Greenmarket

A Greenmarket at the Crossroads of the World

You’ve always come to Times Square for the lights, entertainment, and energy – but now you can come for fresh, local New York State products too!

GrowNYC, Times Square Alliance, and Taste NY are coming together to present the Times Square Greenmarket: Farm to TSq on Thursdays from 10/16 to 11/6 from 8am to 5pm on Broadway between 42nd and 43rd Streets.

Complete with fresh fruits, yogurt drinks, jams, honey, maple syrup and baked goods all grown and produced in New York State, the all-day Times Square Greenmarket will give patrons a chance to eat seasonally inspired dishes sold by neighborhood restaurants and sip on beer, wine and hard cider while jamming to live music.  Food, music and family activities will make the Times Square Greenmarket a great event for New Yorkers of all ages. Cooking demonstrations will be presented by Havana Central and The Lambs Club among others, each Thursday from 11:00 AM until 1:00 PM.

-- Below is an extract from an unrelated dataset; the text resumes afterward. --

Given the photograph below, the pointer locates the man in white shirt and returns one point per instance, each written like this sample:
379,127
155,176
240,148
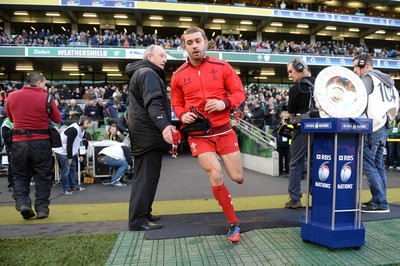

View the full market flyer.

Times Square Greenmarket: Farm to TSq Schedule

Thursday, October 16
Location: Broadway between 42nd and 43rd Streets
Cooking Demonstration (11:00AM - 1:00PM) provided by: Havana Central at Times Square

Thursday, October 23
Location: Broadway between 42nd and 43rd Streets
Cooking Demonstration (11:00AM - 1:00PM) provided by: The Lambs Club at Times Square

Thursday, October 30
Location: TBD
Cooking Demonstration (11:00AM - 1:00PM) provided by:  TBD

Thursday, November 6
Location: Broadway between 42nd and 43rd Streets
Cooking Demonstration (11:00AM - 1:00PM) provided by: TBD

Night Markets are back this fall

Fall Night Markets!

Union Square Mercato Notturno: Tasting Italian History 
Union Square Greenmarket - 17th Street btw Park & Broadway (north plaza) 
Friday, October 10th
4pm-8pm

Participating Mercato Notturno Restaurants:
Pizza Moto 
Otaleg!
Otto 
The Pavilion 
Ends Meat
Parmacotto

AND

Union Square Cider Week Night Market
Union Square Greenmarket - 17th Street btw Park & Broadway (north plaza) 
Friday, October 24th
​4pm-8pm

Participating Cider Week Night Market Restaurants:
Maysville
Northern Spy
The Pavilion
Queens Kickshaw
Taco Santo

These events are free and open to the public and hosted in collaboration with the Union Square Partnership.

When cows fly…

You can now find a little piece of the Hudson Valley on your next JetBlue flight. Ronnybrook Dairy’s blackberry drinkable yogurt is available now on select JetBlue flights to California departing from JFK Airport in New York City and Boston’s Logan International.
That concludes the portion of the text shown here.